Verwaltungsgerichts-Wahl

So viel kostete die Kandidatur von Stefan Thöni wirklich

Parat-Präsident Stefan Thöni (oben links) und Charly Keiser (unten rechts) werden wohl keine Freunde mehr. (Bild: Sturmbild: Johannes Plenio via unsplash | Bild Charly Keiser: Kanton ZG / Bild Stefan Thöni: zvg)

Stefan Thöni hat stille Verwaltungsgerichtswahlen verhindert. Ein Beschluss der Zuger Regierung zeigt auf, welche Kosten dies verursachte. Und ein Politikwissenschaftler betont, wie wichtig eine echte Auswahl ist.

Stefan Thöni äussert sich am Telefon hörbar zufrieden: 8’458 Stimmen hat er am Sonntag bei den Verwaltungsgerichtswahlen erreicht. Das ist für jemanden, der keiner der grossen Zuger Parteien angehört, ein beachtliches Ergebnis. 31,6 Prozent der Stimmberechtigten, die gültig wählten, hatten seinen Namen auf ihren Wahlzettel geschrieben. Dies sei der höchste Wert seiner bisherigen Kandidaturen, sagt Stefan Thöni.

Auch vom absoluten Mehr (11’079 Stimmen) war er gar nicht so weit entfernt. «Das Ganze läuft in die richtige Richtung», bilanziert der Kandidat der Parat-Partei. Und stellt schon gleich mal in Aussicht, auch bei anderer Gelegenheit wieder antreten zu wollen.
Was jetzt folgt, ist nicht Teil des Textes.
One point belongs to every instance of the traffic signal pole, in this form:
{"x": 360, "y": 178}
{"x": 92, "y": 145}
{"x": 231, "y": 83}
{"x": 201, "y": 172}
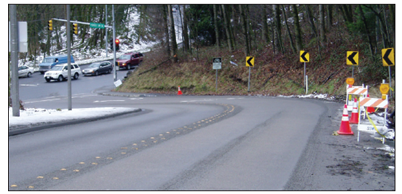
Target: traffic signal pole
{"x": 114, "y": 47}
{"x": 105, "y": 26}
{"x": 69, "y": 59}
{"x": 15, "y": 96}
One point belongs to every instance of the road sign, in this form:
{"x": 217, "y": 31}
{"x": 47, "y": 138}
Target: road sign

Ohne Stefan Thöni wäre es zu stillen Wahlen gekommen

«Zehntausende von Franken» koste die Kandidatur von Stefan Thöni die Steuerzahler «ein weiteres Mal», schrieb der frühere Journalist Charly Keiser Ende April in einem Leserbrief in der «Zuger Zeitung» (zentralplus berichtete).

Keiser bezog sich dabei auf eben diese Zuger Verwaltungsgerichtswahlen vom vergangenen Sonntag. Dabei ging es um die Besetzung zweier Ersatzrichter-Sitze. Ohne die Bewerbung von Thöni wäre es zu stillen Wahlen gekommen. Im erwähnten Text von zentralplus sprach Charly Keiser dann allerdings von Kosten im Umfang von «einigen tausend Franken».

Welche Kosten verursachte diese Wahl nun aber wirklich? Gleich vorneweg: «Zehntausende von Franken» waren es ganz sicher nicht.

Alle Kosten detailliert aufgelistet

Die Frage lässt sich ganz einfach und präzise beantworten – wenn man den entsprechenden Regierungsratsbeschluss vom 1. Februar 2022 konsultiert. Dort sind alle Kostenstellen fein säuberlich aufgelistet. Demnach betragen die Aufwendungen für den ersten Wahlgang insgesamt gerade mal 8’000 Franken. Primär geht es dabei um den Druck der Wahlanleitung (Flyer) im Betrag von 3’400 Franken und um den Druck des Wahlzettelbogens im Betrag von 4’300 Franken.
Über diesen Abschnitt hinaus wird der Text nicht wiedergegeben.